1. the functions f and g are continuous. the function h is given by h(x)=f(g(x)) - x. the table below gives values of the functions. explain why there must be a value c for 1 < c < 5 such that h(c)= - 2.

x	1	2	3	4	5
f(x)	0	9	7	- 3	8
g(x)	4	6	- 4	1	3

Explanation:

Step1: Recall Intermediate - Value Theorem

The Intermediate - Value Theorem states that if a function \(y = h(x)\) is continuous on a closed interval \([a,b]\), and \(k\) is a number between \(h(a)\) and \(h(b)\), then there exists at least one number \(c\) in the open interval \((a,b)\) such that \(h(c)=k\).

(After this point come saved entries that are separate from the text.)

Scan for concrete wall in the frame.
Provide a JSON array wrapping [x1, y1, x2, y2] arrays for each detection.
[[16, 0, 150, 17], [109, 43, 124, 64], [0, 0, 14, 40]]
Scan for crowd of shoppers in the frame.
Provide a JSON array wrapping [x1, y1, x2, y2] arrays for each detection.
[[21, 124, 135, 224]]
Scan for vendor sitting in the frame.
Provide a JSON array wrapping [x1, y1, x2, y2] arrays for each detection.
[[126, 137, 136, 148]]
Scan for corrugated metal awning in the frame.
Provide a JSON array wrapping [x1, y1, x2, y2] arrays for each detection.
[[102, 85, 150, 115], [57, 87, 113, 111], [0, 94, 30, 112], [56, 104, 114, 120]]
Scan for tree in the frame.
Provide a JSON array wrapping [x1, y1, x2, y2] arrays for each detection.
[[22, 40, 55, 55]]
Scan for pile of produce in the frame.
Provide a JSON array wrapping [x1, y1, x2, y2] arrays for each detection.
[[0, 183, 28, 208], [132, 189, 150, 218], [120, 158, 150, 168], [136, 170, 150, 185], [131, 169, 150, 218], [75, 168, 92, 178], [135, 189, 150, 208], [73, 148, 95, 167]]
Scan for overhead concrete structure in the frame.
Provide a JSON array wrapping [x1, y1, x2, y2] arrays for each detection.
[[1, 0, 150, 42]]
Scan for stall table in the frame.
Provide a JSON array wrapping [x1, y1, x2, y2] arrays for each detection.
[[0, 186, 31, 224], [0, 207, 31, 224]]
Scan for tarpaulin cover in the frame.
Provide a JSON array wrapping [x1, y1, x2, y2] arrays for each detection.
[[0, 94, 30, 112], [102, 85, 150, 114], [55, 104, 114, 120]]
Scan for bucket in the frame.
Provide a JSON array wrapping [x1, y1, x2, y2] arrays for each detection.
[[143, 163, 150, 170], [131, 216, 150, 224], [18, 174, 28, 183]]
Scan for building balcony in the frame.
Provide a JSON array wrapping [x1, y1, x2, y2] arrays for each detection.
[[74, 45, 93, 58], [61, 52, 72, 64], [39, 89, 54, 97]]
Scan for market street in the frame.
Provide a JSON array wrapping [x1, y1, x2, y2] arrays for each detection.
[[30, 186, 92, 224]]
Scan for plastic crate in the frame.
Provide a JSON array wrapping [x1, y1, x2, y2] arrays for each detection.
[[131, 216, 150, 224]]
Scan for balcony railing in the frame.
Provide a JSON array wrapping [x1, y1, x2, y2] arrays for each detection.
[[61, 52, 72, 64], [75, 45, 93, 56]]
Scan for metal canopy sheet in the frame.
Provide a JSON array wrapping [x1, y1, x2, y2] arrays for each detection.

Step2: Calculate \(h(1)\) and \(h(5)\)

First, find \(h(1)\):
\[

$$\begin{align*} h(1)&=f(g(1)) - 1\\ g(1)&=4\\ f(g(1))&=f(4)= - 3\\ h(1)&=-3 - 1=-4 \end{align*}$$

\]
Next, find \(h(5)\):
\[

$$\begin{align*} h(5)&=f(g(5)) - 5\\ g(5)&=3\\ f(g(5))&=f(3)=7\\ h(5)&=7 - 5 = 2 \end{align*}$$

\]

Step3: Apply Intermediate - Value Theorem

We want \(h(c)=-2\). Since \(h(x)\) is continuous (because \(f\) and \(g\) are continuous, and the composition and subtraction of continuous functions is continuous), and \(-4=h(1)<-2 < h(5)=2\), by the Intermediate - Value Theorem, there must be a value \(c\) in the open interval \((1,5)\) such that \(h(c)=-2\).

Answer:

There must be a value \(c\) for \(1 < c < 5\) such that \(h(c)=-2\) because \(h(x)\) is continuous on \([1,5]\), \(h(1)=-4\), \(h(5)=2\), and \(-2\) is between \(-4\) and \(2\), so the Intermediate - Value Theorem applies.